The pop singer Rihanna is suing Prudential California Realty and several other companies because she claims that structural defects in the Beverly Hills, Calif., home she purchased in 2009 make it uninhabitable.

The Associated Press reported that the $6.9 million home, which she purchased through the brokerage, suffered severe water damage earlier this year after rain leaked in from a balcony.

Her suit, seeking unspecified damages, maintains that she wouldn’t have bought the home if she had known of the defects and that the brokerage should have done more to check for structural defects.

Farm? What farm?

A plan to create a nonprofit center to celebrate Kentucky’s agricultural history is in for an unforeseen revision: Heirs of the philanthropist who intended to donate part of his farm in Herrodsburg for the Kentucky Agricultural Heritage Center have decided, instead, to auction it, having rezoned the site so that it can become a residential subdivision.

The checks aren’t in the mail

The homeowner in an "average" loan in foreclosure hasn’t made a payment in 599 days, according to Lender Processing Services data from the end of June. The company pronounced the overall U.S. delinquency rate at 8.34 percent.

Young man on a mission

Teenage luxury real estate blogger Cole Perkins, profiled in an Inman News story in December, has moved to new digs.

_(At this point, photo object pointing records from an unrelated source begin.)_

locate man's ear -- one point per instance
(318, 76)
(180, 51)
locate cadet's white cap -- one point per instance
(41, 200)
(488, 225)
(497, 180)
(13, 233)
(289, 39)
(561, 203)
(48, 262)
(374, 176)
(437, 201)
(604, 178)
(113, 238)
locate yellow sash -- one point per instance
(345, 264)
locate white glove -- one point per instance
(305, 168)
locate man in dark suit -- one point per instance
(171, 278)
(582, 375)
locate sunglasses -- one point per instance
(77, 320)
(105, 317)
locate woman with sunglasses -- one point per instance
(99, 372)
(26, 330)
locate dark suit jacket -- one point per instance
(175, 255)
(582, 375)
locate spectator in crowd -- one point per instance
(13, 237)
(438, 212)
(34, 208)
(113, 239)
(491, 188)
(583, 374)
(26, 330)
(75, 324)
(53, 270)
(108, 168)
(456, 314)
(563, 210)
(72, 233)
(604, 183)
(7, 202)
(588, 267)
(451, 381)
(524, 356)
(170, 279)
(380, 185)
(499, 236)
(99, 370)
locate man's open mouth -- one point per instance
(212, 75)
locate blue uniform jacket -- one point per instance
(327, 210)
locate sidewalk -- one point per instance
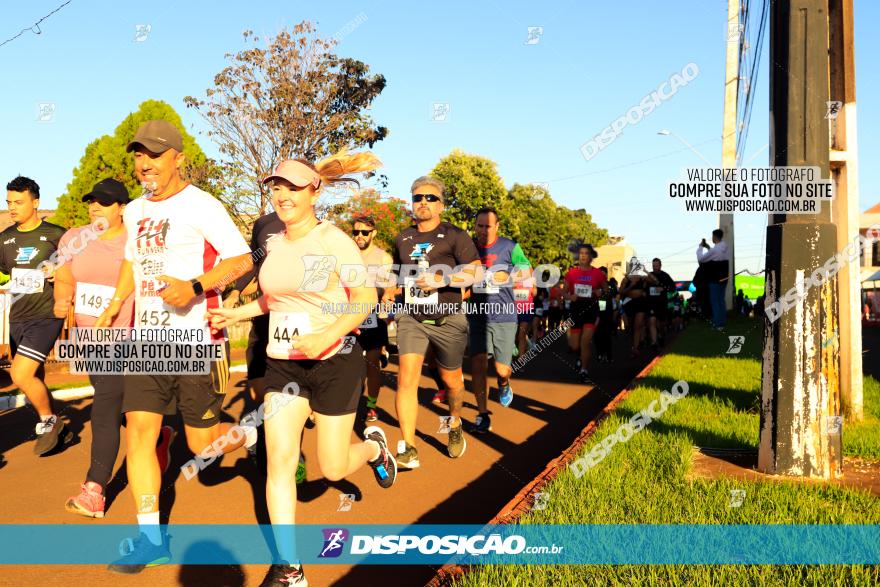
(549, 410)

After blogging about high-end properties for about a year at LavishProperty.com, he has created a new site: http://www.affluentabodes.blogspot.com, where he vows to continue chronicling the real estate lifestyles of the rich and famous.

Another name for fraud

Semantics alert: The next real estate phrase du jour could be "reverse staging." The National Association of Realtors’ Speaking of Real Estate blog says that’s the evolving phenomenon of owners of short-sale properties trashing their houses in order to knock down their values — and then colluding with a straw buyer to make a lowball offer to the bank, buy the home, fix it up, and flip it for its original market value.

A model movie set

Business may be slow in homebuilding, but Toll Brothers has found a way to keep the activity level high at one of its model homes: It’s being used by Atlantic Pictures as a location for a movie.

"The Brass Teapot," described as a dark comedy, has been shooting at the Toll Brothers at Four Corners community in Hopewell Junction, N.Y, and other properties belonging to the homebuilder, according to the company.

Baltimore real estate agent seeks to overturn license revocation

A Baltimore real estate agent who is a convicted sex offender is fighting the state’s decision to revoke his professional license.

The agent has been unnamed in Baltimore Sun coverage because the man was convicted in 2007 of sexually abusing young relatives, and the paper said identifying him in print might also identify the young victims; it’s the Sun’s policy not to name victims of sexual abuse.

The agent’s case recently was argued before the state Court of Appeals; his lawyer maintains that his crimes were unrelated to his occupation and that the licensing board was wrong to consider the man a potential menace to others.

He pleaded guilty to the abuse charges and served one year in prison. The state revoked his real estate license in 2008, saying that the convictions "undermine his trustworthiness in dealing with the public" and are a blot on his character and reputation, according to the Sun. The licensing decision has been upheld by two courts.

The Sun reported that the appellate court decision could have broader implications for licensing boards in various fields — sparking further refinement of the definition of who might be able to hold a professional license.